In the space of two hours last week I learned much more than I had previously known about roses and about a group of artists and writers who were particularly partial to them — and to each other. My education came courtesy of my old friend Robert Mattock, a rose-grower and gardens expert, who gave a fascinating talk at Asthall Manor on Wednesday, as part of the on form 2014 sculpture-in-stone exhibition, focusing on the men — and they were all men — whom he considers the unacknowledged pioneers of the wild, as distinct from the formal garden, after which he guided his audience, in the company of Asthall’s head gardener Mark Edwards, around the manor’s glorious garden, itself a notable modern example of the type — Cotswoldiana, in Robert’s naming — where he drew our attention to the many varieties of roses it contains.

The Jamesian length of the foregoing sentence is intentional, for Henry James was one of the men — mainly rich, expatriate Americans — who composed what is now known as the Broadway Group. Others included his literary contemporary Edmund Gosse and the artists Francis Davis Millet — later a victim of the Titanic’s sinking — Edwin Abbey, John Singer Sargent, Edwin Blashfield, Alfred Parsons and Laurence Alma-Tadema. They were named for the pretty Gloucestershire village — then a remote, scarcely visited backwater — where their summers were spent, a focal point being Millet’s Abbots Grange, restored with the help of William Morris.

Abbey wrote at the time: “We really do have a gay summer, pretending to work and sometimes working . . . until four, then tennis until dinner time, and after dinner, dancing and music and various cheering games in the studio, but mostly dancing.”

‘Gay’ was le mot juste because, Robert told us, many of the men were homosexual, albeit closeted. He said: “Homosexuality was, of course, illegal during this period and surely one, perhaps the only, form of expression for their emotional sensitivity was through their art.”

Three of the group — Parsons, Millet and Abbey — lived together and entertained sociably at 54 Bedford Gardens in London. Guests included William Robinson, “for too long credited as the father of ‘the wild garden’,” Robert told us, on account of his best-selling book of that name.

Mattock claimed that Gravetye Manor in West Sussex, Robinson’s world-famous exercise in the style, was to a large extent the inspiration of his friend Parsons. “Robinson invited Parsons to ‘lend advice’, but advice is an understatement; the Englishness of the Gravetye landscape is Parsons through and through.”

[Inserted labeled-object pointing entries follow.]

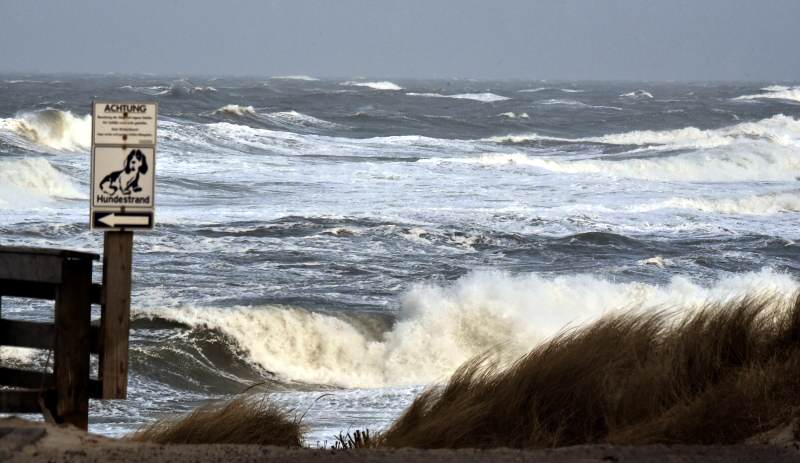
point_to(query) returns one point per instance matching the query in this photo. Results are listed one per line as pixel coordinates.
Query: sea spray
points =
(439, 327)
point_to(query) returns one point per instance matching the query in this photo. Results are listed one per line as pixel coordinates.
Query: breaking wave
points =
(575, 103)
(297, 77)
(482, 97)
(439, 327)
(766, 204)
(513, 115)
(236, 110)
(51, 128)
(637, 94)
(383, 85)
(32, 178)
(775, 92)
(779, 129)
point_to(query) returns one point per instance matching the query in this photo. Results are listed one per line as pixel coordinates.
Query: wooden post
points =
(116, 309)
(71, 350)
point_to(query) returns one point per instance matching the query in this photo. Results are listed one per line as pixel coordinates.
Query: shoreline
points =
(26, 441)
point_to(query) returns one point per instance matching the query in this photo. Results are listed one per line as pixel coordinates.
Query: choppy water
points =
(362, 239)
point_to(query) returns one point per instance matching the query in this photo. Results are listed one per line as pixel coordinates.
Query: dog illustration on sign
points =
(126, 181)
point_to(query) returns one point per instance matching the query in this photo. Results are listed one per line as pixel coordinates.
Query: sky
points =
(493, 39)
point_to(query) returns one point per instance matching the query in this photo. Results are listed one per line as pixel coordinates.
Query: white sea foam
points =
(779, 129)
(51, 128)
(534, 90)
(34, 179)
(295, 119)
(383, 85)
(439, 327)
(296, 77)
(775, 92)
(512, 115)
(637, 94)
(765, 204)
(236, 110)
(575, 103)
(482, 97)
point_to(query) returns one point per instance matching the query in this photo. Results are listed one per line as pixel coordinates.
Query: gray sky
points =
(533, 39)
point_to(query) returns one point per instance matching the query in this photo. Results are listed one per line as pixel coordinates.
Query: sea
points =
(341, 245)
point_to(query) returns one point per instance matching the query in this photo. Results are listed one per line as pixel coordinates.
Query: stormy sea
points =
(345, 243)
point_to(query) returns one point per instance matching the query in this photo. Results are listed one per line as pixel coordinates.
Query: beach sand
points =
(25, 441)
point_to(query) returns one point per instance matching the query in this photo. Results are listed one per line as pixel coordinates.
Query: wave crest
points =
(775, 92)
(383, 85)
(33, 178)
(236, 110)
(439, 327)
(482, 97)
(52, 128)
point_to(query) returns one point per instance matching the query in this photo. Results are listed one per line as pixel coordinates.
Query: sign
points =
(123, 165)
(101, 219)
(124, 123)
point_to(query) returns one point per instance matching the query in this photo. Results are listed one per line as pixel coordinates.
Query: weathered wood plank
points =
(37, 335)
(29, 379)
(49, 252)
(97, 294)
(71, 352)
(30, 289)
(19, 401)
(22, 333)
(117, 266)
(30, 267)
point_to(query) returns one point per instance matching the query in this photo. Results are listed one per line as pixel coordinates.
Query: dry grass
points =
(719, 375)
(243, 420)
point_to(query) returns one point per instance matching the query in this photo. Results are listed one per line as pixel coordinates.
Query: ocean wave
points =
(513, 115)
(775, 92)
(285, 119)
(295, 77)
(177, 88)
(383, 85)
(439, 327)
(482, 97)
(779, 129)
(294, 144)
(296, 119)
(764, 204)
(236, 110)
(535, 90)
(752, 163)
(767, 164)
(33, 179)
(51, 128)
(542, 89)
(637, 94)
(575, 103)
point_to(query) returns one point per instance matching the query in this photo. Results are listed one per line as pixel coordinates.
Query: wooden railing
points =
(65, 277)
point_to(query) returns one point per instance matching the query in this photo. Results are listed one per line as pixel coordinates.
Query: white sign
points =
(123, 165)
(124, 123)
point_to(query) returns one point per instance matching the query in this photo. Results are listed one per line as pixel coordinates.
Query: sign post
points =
(122, 199)
(123, 165)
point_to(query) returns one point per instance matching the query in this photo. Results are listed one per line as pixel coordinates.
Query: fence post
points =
(116, 308)
(71, 349)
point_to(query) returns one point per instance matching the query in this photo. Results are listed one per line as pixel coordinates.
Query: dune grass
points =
(242, 420)
(716, 376)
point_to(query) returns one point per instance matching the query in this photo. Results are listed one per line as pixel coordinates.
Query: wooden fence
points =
(65, 277)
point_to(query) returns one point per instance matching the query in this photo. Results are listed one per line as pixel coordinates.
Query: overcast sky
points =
(528, 39)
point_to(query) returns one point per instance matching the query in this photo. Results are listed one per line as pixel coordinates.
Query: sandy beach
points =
(38, 442)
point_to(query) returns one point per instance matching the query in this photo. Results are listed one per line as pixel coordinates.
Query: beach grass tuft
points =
(242, 420)
(716, 375)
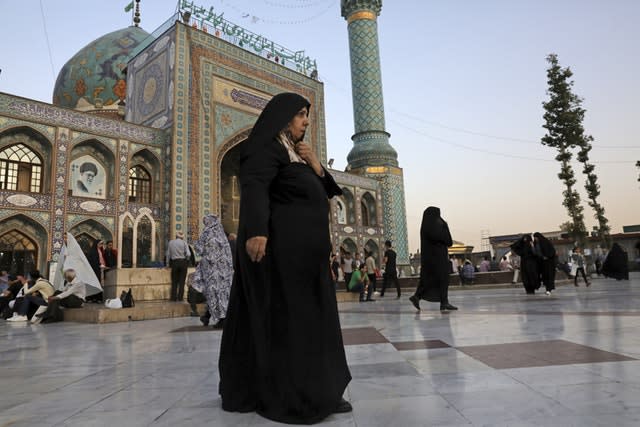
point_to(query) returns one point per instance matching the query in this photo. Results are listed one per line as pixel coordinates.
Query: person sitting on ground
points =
(467, 273)
(505, 265)
(10, 294)
(494, 265)
(37, 295)
(360, 283)
(74, 291)
(484, 265)
(72, 295)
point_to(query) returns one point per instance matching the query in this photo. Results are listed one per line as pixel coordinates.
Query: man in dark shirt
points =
(390, 269)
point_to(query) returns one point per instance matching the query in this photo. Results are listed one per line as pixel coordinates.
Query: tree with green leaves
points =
(593, 190)
(563, 122)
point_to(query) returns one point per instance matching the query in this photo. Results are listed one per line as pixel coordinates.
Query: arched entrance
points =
(23, 245)
(372, 246)
(230, 183)
(349, 245)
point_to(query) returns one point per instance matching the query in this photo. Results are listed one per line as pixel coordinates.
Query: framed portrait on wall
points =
(88, 178)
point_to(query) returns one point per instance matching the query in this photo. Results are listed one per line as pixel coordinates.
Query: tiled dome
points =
(93, 79)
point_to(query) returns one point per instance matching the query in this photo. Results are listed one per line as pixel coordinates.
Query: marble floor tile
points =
(432, 410)
(568, 365)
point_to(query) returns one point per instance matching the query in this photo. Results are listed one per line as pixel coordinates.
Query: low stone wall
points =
(147, 284)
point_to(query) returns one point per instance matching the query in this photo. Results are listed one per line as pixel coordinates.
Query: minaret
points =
(372, 155)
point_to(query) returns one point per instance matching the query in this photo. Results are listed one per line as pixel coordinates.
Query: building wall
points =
(59, 136)
(216, 92)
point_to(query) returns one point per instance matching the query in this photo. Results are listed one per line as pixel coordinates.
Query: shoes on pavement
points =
(342, 407)
(415, 301)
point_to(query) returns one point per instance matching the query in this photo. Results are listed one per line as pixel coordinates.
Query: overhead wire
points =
(46, 36)
(343, 92)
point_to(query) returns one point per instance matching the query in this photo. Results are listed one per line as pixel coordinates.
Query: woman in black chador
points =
(616, 265)
(546, 254)
(282, 353)
(529, 263)
(435, 266)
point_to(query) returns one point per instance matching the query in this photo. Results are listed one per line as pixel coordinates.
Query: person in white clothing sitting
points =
(74, 291)
(37, 295)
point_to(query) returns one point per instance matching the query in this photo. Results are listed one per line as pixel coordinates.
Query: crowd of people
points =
(33, 298)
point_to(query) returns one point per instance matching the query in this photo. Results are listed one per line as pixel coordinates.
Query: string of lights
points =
(300, 5)
(256, 18)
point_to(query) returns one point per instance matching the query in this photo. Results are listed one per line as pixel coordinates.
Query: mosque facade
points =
(143, 139)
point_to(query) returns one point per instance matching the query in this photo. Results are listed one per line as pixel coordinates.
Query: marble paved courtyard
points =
(505, 359)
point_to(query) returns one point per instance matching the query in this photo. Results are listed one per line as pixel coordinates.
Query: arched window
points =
(341, 212)
(20, 169)
(365, 213)
(369, 206)
(139, 185)
(18, 253)
(349, 200)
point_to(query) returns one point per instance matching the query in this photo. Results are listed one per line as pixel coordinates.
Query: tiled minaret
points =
(372, 155)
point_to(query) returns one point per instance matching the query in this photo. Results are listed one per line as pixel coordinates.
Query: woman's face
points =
(298, 125)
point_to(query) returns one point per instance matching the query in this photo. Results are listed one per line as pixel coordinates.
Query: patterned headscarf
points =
(214, 273)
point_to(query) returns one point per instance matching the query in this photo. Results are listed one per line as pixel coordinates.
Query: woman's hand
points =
(256, 248)
(308, 155)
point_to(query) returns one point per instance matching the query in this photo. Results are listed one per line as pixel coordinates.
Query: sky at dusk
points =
(463, 83)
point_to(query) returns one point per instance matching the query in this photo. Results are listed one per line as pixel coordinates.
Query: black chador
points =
(282, 353)
(546, 254)
(529, 264)
(435, 266)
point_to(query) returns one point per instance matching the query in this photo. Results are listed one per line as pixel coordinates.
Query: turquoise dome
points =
(93, 78)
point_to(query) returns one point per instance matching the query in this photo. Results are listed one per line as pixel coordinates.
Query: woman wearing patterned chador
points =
(214, 273)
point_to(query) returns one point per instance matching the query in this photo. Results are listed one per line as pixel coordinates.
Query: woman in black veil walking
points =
(529, 263)
(435, 266)
(546, 261)
(282, 353)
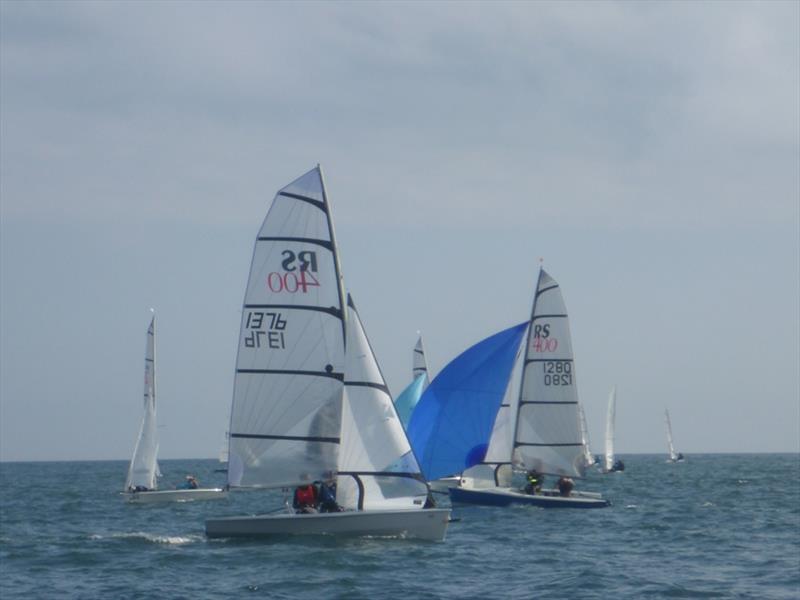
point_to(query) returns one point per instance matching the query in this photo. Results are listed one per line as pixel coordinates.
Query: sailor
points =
(565, 485)
(305, 499)
(327, 497)
(535, 481)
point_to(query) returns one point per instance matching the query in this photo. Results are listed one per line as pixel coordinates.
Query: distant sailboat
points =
(310, 404)
(610, 464)
(673, 456)
(408, 398)
(141, 482)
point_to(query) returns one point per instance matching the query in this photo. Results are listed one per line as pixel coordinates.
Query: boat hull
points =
(508, 496)
(158, 496)
(424, 524)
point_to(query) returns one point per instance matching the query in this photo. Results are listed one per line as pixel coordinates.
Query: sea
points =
(714, 526)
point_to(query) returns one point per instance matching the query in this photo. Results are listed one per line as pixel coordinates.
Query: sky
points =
(647, 153)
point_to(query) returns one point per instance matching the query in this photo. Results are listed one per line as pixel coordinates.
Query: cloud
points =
(639, 115)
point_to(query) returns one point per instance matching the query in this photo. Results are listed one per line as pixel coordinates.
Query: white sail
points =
(673, 456)
(144, 466)
(419, 365)
(285, 416)
(588, 457)
(375, 455)
(547, 433)
(608, 459)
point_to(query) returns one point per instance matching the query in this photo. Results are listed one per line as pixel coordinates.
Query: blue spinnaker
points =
(452, 423)
(408, 398)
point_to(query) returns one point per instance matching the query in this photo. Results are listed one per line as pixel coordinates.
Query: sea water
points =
(715, 526)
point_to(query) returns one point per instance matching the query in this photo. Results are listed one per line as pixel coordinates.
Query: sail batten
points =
(289, 378)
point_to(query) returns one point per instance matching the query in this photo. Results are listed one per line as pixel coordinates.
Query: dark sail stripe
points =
(565, 445)
(289, 438)
(331, 310)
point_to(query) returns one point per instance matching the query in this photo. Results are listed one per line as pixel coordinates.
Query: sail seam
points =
(377, 386)
(318, 203)
(331, 310)
(547, 289)
(287, 438)
(324, 243)
(566, 444)
(547, 402)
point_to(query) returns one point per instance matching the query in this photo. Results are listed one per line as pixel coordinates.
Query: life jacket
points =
(306, 496)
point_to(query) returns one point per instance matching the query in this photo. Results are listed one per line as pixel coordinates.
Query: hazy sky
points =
(649, 152)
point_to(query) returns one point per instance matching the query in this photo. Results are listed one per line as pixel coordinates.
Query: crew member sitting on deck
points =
(305, 499)
(535, 481)
(565, 485)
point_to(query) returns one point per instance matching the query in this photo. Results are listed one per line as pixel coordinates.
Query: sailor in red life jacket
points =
(305, 499)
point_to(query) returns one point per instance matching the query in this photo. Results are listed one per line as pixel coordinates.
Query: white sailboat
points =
(588, 457)
(610, 464)
(673, 456)
(534, 424)
(141, 483)
(310, 404)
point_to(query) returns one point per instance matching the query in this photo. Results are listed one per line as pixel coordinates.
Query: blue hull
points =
(505, 497)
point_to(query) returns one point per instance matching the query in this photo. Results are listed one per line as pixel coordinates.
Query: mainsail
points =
(608, 459)
(452, 424)
(286, 412)
(144, 467)
(547, 433)
(377, 468)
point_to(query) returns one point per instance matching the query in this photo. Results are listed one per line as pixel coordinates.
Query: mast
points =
(547, 436)
(610, 416)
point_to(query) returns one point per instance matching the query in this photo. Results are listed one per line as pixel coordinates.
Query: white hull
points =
(177, 495)
(546, 498)
(425, 524)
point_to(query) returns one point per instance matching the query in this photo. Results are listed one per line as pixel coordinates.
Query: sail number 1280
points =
(557, 372)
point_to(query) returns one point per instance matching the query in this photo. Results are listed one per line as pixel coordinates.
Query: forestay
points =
(547, 433)
(144, 468)
(451, 426)
(377, 469)
(285, 417)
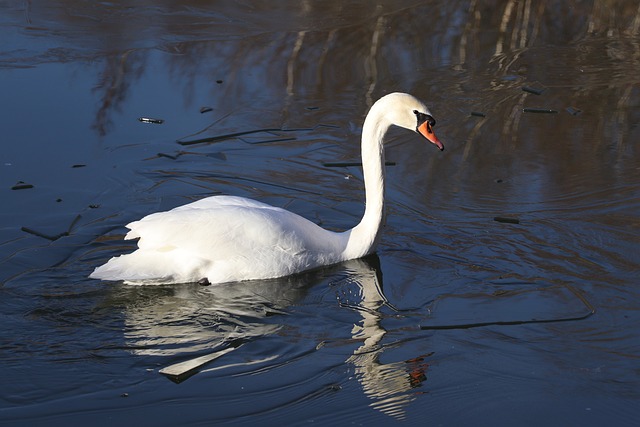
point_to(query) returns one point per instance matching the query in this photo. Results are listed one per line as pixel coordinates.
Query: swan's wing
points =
(217, 228)
(223, 239)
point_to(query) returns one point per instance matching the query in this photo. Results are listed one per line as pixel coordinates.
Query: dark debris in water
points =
(533, 90)
(539, 110)
(150, 120)
(21, 185)
(507, 220)
(54, 236)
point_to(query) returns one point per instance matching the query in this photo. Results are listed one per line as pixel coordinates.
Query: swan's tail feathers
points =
(141, 267)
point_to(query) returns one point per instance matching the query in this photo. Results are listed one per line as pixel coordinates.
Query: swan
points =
(223, 239)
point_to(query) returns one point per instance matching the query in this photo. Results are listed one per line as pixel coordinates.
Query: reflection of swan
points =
(223, 238)
(390, 385)
(190, 319)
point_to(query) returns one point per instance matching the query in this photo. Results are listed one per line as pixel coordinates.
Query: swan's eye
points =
(422, 117)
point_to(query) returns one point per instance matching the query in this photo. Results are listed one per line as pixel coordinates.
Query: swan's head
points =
(408, 112)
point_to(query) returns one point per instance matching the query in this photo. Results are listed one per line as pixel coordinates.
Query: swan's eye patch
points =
(422, 117)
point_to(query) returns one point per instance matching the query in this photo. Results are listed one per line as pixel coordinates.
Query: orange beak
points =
(426, 130)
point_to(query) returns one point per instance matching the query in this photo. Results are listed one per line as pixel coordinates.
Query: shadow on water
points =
(495, 253)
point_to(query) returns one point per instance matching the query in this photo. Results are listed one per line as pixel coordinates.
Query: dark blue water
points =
(504, 291)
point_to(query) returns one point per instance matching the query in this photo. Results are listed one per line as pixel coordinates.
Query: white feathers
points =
(226, 238)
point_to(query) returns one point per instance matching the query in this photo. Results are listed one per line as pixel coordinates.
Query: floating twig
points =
(573, 111)
(533, 90)
(179, 372)
(539, 110)
(151, 120)
(350, 164)
(21, 185)
(506, 220)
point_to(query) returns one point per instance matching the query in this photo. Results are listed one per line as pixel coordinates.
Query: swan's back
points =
(222, 239)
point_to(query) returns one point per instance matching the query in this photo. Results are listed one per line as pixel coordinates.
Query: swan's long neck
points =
(364, 237)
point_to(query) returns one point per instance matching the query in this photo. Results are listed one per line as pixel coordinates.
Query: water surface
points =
(459, 319)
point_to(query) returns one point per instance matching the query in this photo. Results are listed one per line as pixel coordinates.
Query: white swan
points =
(224, 238)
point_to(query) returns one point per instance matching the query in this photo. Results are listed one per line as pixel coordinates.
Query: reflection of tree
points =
(121, 70)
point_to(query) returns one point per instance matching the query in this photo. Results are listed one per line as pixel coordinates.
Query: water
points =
(459, 319)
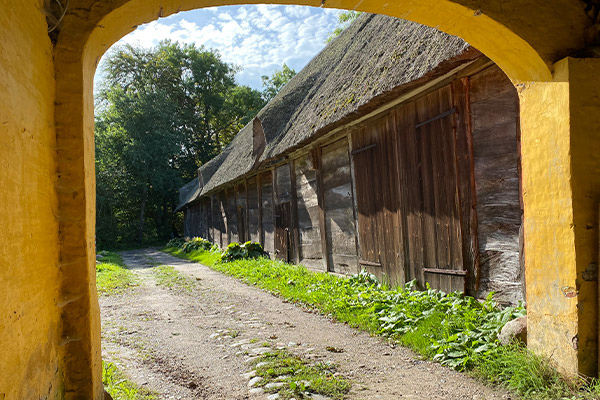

This Englishness had been noted in his depiction of country life as illustrator for Harper’s Magazine.

“Was it there,” Henry James asked, “that Mr Parson’s learned so well how Americans would like England to appear? The England of his pencil . . . is exactly the England that the American imagination, restricted to itself, constructs from the poets, the novelists, from all the delightful testimony it inherits.”

Robert paid deserved tribute to Julian and Isabel Bannerman, who redesigned the gardens at Asthall Manor for its owner Rosie Pearson.

He said: “Their response to the site was ‘founded upon observation of what they saw, trying to see a different level, informed by a lifetime of fascination with the natural world and of human intervention in that world’.

“How very Broadway, how very Henry James and Singer Sargent, and certainly very Alfred Parsons. Have we here at Asthall a Wild Garden, an advance on the Arts & Crafts movement, Englishness, or rather, I believe, a contemporary view on Cotswoldiana?”

Those wishing to consider the question should see Asthall for themselves. On form 2014 supplies the opportunity until July 6. Go to onformsculpture.co.uk for details.

My own visit was notable for the sudden appearance above us of the menacing, but sculptural, form of a giant B-2 Stealth Bomber, one of two — their call signs Death 11 and Death 12 — on a visit from the US to RAF Fairford. Sabre-rattling to Russia, apparently, over Ukraine.

The sight led me to recall how the private view at a previous on form was enlivened when the Red Arrows roared overhead, tri-coloured smoke in their wake, as the church bells rang. We thought Rosie had arranged it specially.